[arin-ppml] The AC has a job to do with 2009-1, can you please help?

William Herrin bill at herrin.us
Mon Apr 6 10:29:36 EDT 2009


On Mon, Apr 6, 2009 at 9:40 AM, Joe Maimon <jmaimon at chl.com> wrote:
> A policy that works as intended should either obsolete itself or not
> require any obsoletion. If it does not work as intended, thats what the
> BoT emergency powers are for and a sunset would most likely be too late
> to the part anyway.

Joe,

Once we've seen how 2008-6 works, prevailing opinion in this group
will fall into one of several ranges:

1. Consensus to continue the policy.
2. Consensus to change the policy.
3. Consensus to abandon the policy.
4. No consensus to take action.

Now, it's always harder to build a consensus for something than it is
to take no action.
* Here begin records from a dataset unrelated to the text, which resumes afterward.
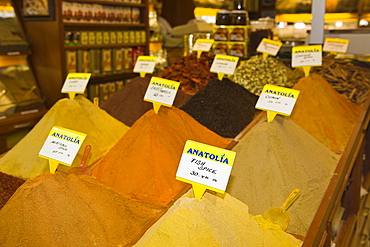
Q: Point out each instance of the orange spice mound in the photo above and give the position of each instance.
(69, 210)
(143, 164)
(324, 113)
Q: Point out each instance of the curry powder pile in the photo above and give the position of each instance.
(143, 163)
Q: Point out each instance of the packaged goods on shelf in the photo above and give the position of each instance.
(94, 12)
(23, 161)
(83, 212)
(222, 221)
(272, 160)
(318, 100)
(143, 163)
(71, 64)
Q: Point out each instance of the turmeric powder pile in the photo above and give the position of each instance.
(102, 130)
(69, 210)
(143, 163)
(324, 113)
(214, 221)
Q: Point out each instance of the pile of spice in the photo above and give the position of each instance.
(214, 221)
(254, 73)
(324, 113)
(69, 210)
(128, 105)
(193, 73)
(102, 130)
(8, 185)
(223, 106)
(143, 164)
(346, 78)
(275, 158)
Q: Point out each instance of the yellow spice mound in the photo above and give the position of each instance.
(324, 113)
(102, 130)
(69, 210)
(214, 221)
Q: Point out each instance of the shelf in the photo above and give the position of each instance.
(85, 47)
(96, 79)
(109, 3)
(99, 24)
(20, 120)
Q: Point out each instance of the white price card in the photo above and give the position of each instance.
(206, 165)
(277, 99)
(269, 46)
(62, 145)
(224, 64)
(335, 45)
(310, 55)
(162, 91)
(76, 83)
(145, 64)
(203, 44)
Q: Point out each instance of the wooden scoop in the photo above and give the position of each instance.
(280, 216)
(82, 170)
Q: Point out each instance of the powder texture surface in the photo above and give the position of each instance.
(8, 185)
(275, 158)
(213, 221)
(102, 130)
(223, 106)
(324, 113)
(128, 105)
(70, 210)
(143, 163)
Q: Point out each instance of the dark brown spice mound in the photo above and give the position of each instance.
(223, 107)
(8, 185)
(128, 105)
(193, 73)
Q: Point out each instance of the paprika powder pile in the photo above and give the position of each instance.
(143, 163)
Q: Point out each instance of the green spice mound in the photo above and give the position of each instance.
(214, 221)
(102, 130)
(257, 71)
(275, 158)
(70, 210)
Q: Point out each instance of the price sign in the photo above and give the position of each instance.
(336, 45)
(224, 64)
(145, 64)
(269, 46)
(76, 83)
(202, 45)
(161, 92)
(275, 99)
(306, 55)
(205, 166)
(61, 145)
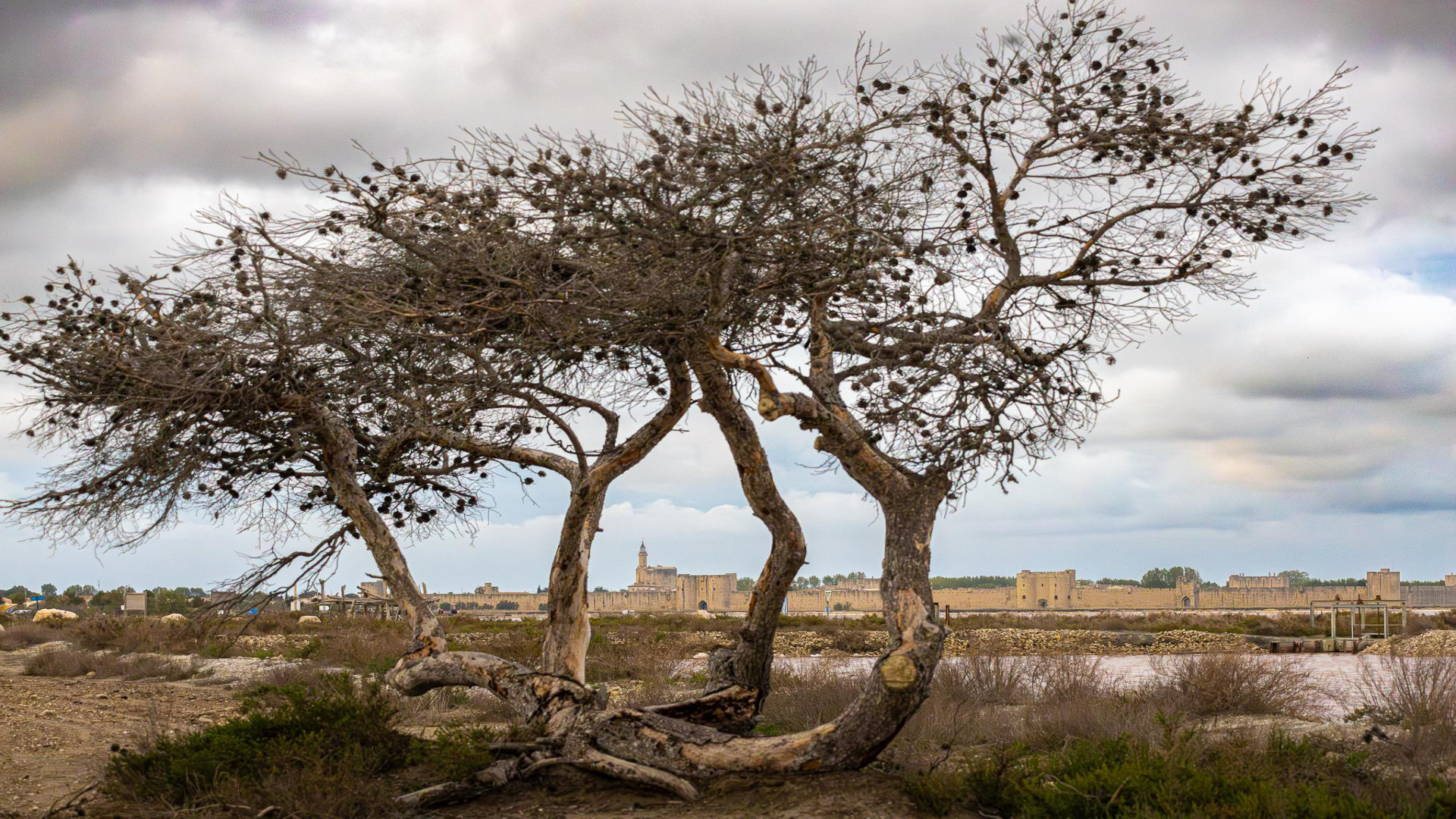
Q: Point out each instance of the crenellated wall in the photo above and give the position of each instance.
(1059, 589)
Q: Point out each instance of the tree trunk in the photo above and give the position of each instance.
(568, 629)
(739, 676)
(340, 452)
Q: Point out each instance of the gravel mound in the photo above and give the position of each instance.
(1426, 645)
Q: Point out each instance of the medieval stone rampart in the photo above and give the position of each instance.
(1034, 591)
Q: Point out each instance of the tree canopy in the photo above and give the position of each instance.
(925, 265)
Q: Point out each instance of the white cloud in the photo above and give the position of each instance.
(1312, 428)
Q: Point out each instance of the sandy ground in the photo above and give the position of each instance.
(57, 733)
(55, 736)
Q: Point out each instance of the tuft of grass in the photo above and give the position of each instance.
(22, 634)
(1232, 684)
(71, 662)
(312, 748)
(1128, 779)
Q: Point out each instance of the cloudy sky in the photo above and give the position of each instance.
(1313, 428)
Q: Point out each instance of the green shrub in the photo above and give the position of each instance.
(284, 733)
(456, 752)
(1126, 779)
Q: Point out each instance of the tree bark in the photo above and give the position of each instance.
(739, 676)
(340, 450)
(568, 627)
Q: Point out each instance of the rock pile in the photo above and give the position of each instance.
(1426, 645)
(1187, 642)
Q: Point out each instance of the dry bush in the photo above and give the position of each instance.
(71, 662)
(453, 707)
(1282, 624)
(1417, 694)
(366, 651)
(22, 634)
(1069, 676)
(639, 659)
(136, 634)
(808, 695)
(984, 679)
(1410, 691)
(1231, 684)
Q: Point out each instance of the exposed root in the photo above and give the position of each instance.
(733, 708)
(484, 781)
(599, 763)
(541, 698)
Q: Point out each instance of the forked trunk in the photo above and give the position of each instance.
(739, 676)
(893, 691)
(568, 629)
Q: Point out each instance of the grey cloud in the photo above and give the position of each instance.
(1305, 426)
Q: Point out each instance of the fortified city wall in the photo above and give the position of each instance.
(1033, 591)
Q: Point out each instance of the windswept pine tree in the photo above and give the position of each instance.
(924, 265)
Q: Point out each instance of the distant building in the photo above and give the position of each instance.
(1258, 582)
(136, 604)
(708, 592)
(1046, 589)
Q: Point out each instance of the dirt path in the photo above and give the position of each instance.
(57, 733)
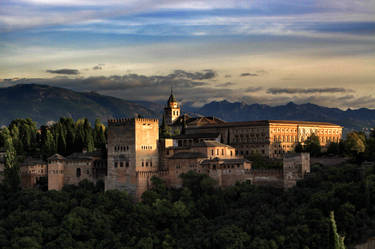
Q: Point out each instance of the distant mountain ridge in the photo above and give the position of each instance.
(350, 119)
(43, 103)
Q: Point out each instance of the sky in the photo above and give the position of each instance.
(262, 51)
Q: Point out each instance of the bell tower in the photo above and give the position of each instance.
(172, 110)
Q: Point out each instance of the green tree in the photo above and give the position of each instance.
(337, 239)
(355, 143)
(11, 170)
(48, 146)
(298, 148)
(312, 145)
(230, 237)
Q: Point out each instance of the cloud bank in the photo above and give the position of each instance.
(64, 71)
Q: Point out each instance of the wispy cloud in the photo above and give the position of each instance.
(275, 91)
(64, 71)
(249, 75)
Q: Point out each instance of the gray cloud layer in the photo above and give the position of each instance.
(306, 90)
(64, 71)
(189, 87)
(249, 75)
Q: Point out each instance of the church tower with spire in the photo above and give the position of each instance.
(172, 110)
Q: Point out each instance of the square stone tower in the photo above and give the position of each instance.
(132, 154)
(172, 110)
(295, 166)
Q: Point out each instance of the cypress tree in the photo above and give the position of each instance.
(337, 239)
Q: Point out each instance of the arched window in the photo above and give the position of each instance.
(78, 172)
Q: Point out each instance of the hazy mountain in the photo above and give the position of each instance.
(43, 103)
(350, 119)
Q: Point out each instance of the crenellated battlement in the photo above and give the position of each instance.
(147, 173)
(150, 120)
(130, 121)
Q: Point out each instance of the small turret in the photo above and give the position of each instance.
(172, 111)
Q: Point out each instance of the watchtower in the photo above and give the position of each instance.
(132, 150)
(172, 110)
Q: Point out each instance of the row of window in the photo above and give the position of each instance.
(126, 164)
(146, 147)
(41, 171)
(78, 172)
(247, 130)
(222, 152)
(248, 140)
(122, 164)
(55, 172)
(247, 152)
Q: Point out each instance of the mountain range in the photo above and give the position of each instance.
(44, 103)
(359, 119)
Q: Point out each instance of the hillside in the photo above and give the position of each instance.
(43, 103)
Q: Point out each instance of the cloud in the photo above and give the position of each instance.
(204, 75)
(226, 84)
(275, 91)
(252, 89)
(248, 75)
(98, 67)
(64, 71)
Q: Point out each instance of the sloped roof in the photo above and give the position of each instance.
(197, 135)
(225, 161)
(84, 155)
(197, 121)
(209, 143)
(188, 155)
(262, 123)
(171, 99)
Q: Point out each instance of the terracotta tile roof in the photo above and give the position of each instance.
(187, 155)
(263, 123)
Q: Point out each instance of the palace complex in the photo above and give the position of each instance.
(136, 153)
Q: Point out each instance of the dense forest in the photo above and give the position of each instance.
(198, 215)
(64, 137)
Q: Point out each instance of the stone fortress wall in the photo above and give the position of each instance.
(208, 145)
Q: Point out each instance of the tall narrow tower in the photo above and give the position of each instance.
(172, 111)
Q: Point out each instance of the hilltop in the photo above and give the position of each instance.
(43, 103)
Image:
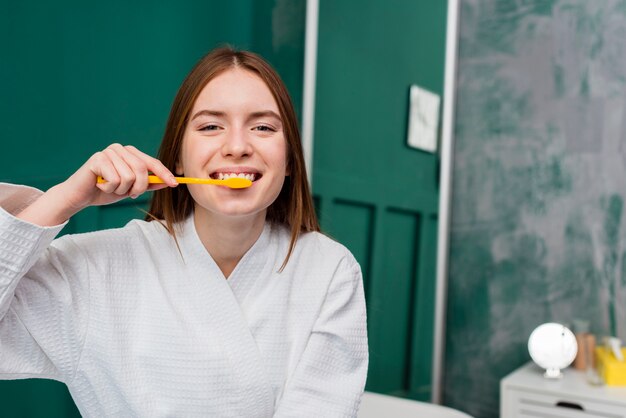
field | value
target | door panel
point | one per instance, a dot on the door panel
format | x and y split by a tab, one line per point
375	194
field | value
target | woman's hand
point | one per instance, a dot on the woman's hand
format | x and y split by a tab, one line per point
125	170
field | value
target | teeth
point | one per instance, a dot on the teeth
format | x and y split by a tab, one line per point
224	176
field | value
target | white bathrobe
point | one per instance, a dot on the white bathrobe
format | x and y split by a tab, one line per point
134	327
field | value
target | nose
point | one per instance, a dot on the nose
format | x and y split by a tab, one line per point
236	144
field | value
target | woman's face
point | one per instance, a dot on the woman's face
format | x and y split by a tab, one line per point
234	129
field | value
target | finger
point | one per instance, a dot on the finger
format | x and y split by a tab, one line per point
139	168
125	172
156	166
157	186
102	166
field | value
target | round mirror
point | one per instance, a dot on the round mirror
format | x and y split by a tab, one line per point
553	347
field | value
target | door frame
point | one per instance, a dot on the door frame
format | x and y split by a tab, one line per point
445	174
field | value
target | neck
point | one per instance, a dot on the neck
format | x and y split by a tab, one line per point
228	239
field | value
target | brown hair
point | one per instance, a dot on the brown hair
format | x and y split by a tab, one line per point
294	206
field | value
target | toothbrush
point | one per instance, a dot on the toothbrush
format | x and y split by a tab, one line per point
232	182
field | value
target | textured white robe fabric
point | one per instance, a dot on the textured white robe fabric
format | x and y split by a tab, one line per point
134	327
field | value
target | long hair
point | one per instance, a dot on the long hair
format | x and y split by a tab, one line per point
294	206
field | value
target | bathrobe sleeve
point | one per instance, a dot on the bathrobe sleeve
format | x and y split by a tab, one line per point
43	295
330	377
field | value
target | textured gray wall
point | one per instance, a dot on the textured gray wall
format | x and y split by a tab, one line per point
537	229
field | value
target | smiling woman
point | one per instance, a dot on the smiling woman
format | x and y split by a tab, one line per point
224	302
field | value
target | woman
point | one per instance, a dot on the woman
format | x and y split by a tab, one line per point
225	302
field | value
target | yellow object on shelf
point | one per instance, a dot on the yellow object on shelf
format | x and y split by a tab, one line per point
612	370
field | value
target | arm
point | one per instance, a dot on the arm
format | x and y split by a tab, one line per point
330	377
43	286
43	293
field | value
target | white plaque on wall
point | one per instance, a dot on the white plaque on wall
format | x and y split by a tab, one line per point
423	119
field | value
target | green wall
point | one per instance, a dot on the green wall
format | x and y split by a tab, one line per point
375	194
76	76
539	183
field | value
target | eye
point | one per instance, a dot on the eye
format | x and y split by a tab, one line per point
264	128
209	127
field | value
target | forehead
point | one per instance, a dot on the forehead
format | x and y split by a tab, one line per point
236	88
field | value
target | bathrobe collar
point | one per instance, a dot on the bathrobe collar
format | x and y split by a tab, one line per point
226	315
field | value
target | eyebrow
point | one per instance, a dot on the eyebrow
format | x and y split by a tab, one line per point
253	115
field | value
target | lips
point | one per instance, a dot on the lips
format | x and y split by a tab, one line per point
226	174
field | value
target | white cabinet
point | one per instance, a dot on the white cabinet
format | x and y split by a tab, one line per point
525	393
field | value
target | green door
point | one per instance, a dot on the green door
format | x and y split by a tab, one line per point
76	76
373	192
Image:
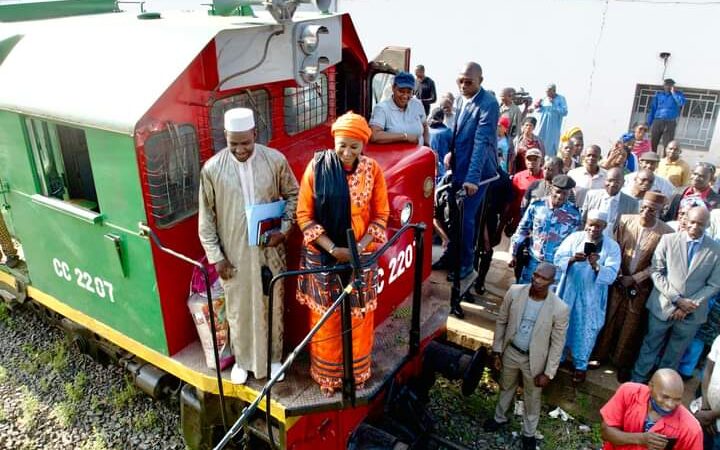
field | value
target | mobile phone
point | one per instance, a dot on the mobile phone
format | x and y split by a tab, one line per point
671	443
589	248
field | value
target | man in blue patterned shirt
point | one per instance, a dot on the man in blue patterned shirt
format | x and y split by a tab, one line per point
543	227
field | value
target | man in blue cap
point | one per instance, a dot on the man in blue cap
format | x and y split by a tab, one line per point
664	111
400	118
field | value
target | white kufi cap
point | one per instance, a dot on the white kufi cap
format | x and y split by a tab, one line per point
239	119
596	214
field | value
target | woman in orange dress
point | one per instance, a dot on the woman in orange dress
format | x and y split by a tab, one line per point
341	189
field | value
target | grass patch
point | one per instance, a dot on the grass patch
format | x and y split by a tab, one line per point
65	413
56	356
31	364
75	391
44	385
95	404
5	317
95	442
146	421
123	396
29	406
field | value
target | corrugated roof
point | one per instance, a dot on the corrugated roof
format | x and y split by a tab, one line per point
103	71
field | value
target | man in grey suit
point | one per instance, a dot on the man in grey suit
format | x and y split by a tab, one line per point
686	274
610	200
529	340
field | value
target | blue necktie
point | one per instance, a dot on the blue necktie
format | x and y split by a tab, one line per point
692	245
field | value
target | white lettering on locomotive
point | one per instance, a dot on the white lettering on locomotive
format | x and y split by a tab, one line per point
95	285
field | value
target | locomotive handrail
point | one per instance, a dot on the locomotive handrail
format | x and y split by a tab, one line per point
348	378
147	231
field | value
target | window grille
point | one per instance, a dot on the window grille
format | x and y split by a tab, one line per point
306	107
258	101
172	165
697	118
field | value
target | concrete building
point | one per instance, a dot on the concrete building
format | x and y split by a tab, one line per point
603	55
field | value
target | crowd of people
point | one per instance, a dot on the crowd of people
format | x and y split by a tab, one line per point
616	256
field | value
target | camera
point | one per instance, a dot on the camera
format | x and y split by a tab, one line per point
522	97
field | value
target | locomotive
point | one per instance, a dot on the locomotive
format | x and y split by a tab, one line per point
105	120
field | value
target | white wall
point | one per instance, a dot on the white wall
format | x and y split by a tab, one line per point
595	51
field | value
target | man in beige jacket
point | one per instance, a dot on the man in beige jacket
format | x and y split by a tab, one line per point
529	340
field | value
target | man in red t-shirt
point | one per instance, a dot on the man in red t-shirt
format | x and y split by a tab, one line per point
650	417
521	181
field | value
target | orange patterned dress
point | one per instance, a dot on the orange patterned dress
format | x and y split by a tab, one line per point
369	213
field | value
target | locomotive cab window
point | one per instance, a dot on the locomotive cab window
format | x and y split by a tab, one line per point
172	165
306	107
62	163
258	101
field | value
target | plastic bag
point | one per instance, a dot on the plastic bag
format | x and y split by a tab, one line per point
198	306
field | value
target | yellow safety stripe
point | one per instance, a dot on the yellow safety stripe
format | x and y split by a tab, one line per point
202	381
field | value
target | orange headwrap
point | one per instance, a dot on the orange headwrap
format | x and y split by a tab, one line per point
352	125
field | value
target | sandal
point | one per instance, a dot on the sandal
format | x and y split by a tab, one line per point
579	376
327	391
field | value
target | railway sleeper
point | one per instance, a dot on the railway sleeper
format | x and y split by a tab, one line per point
202	426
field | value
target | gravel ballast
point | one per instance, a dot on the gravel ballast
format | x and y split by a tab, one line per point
53	397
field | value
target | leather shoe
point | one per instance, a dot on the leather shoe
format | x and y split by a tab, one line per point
529	443
457	311
579	376
491	425
464	273
442	264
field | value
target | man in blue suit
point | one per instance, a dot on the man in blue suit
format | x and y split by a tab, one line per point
473	156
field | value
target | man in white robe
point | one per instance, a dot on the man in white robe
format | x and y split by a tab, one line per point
244	174
586	274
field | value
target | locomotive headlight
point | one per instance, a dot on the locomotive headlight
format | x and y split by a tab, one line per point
428	186
309	38
406	213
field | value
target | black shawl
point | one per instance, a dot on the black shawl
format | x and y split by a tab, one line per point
332	199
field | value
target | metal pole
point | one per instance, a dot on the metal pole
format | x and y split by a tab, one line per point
245	416
417	289
346	323
457	219
211	310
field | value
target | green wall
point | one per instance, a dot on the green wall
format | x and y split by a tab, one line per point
73	259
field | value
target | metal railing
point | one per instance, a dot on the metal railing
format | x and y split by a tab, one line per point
356	266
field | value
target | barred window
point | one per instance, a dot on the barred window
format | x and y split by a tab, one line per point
698	118
258	101
306	107
172	164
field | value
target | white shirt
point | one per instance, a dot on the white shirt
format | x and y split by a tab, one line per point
660	184
714	229
610	206
584	182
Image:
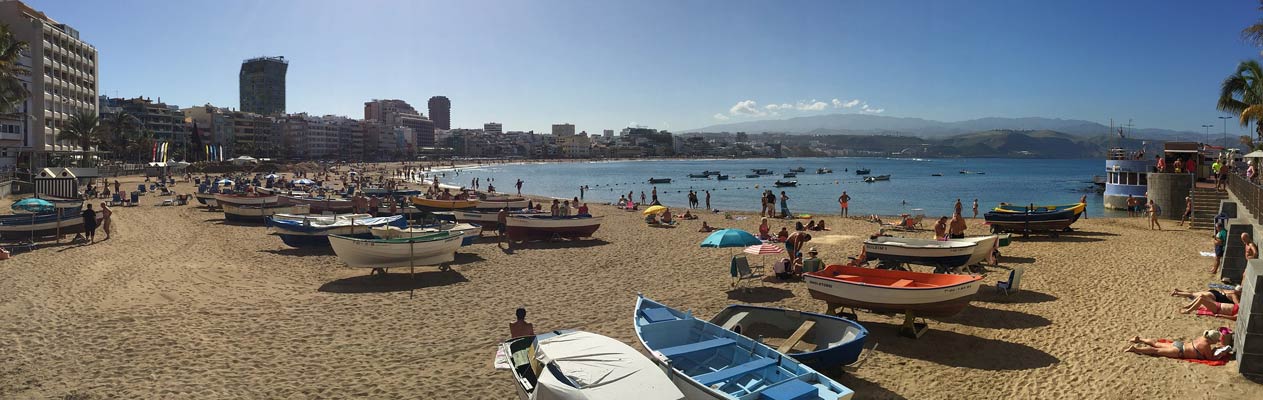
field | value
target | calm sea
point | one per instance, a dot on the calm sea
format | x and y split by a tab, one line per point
911	186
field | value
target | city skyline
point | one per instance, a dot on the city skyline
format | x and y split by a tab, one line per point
681	66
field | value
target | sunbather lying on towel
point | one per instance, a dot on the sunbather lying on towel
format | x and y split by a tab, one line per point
1204	347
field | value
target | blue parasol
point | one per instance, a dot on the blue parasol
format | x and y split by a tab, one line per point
34	205
730	239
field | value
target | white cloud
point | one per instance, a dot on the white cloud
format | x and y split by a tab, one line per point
811	105
747	107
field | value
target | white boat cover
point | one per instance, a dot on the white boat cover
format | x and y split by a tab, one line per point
601	367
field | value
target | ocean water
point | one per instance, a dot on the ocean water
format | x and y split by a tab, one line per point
911	186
So for any random proposal the most probable result
is #4: no consensus.

With a sunset clause, the original policy goes away absent #1.
Without it, only #2 or #3 removes it, and then only with the AC's
recommendation and board's approval.


The transfer proposals before 2008-6 lacked a sunset clause. Folks
like myself sat on the sidelines and said, "Yeah, a transfer policy is
probably a good idea but this ain't it." And there weren't enough
folks favoring each transfer policy to achieve consensus.

The genius of proposal 2008-6 is that the author said, "Okay, give it
a chance. We'll make sure up front that if it turns out badly, the
policy won't stick around." That addition was enough to put it over
the top where the ones before had failed.

Stripping the sunset strips the consensus that found 2008-6 acceptable.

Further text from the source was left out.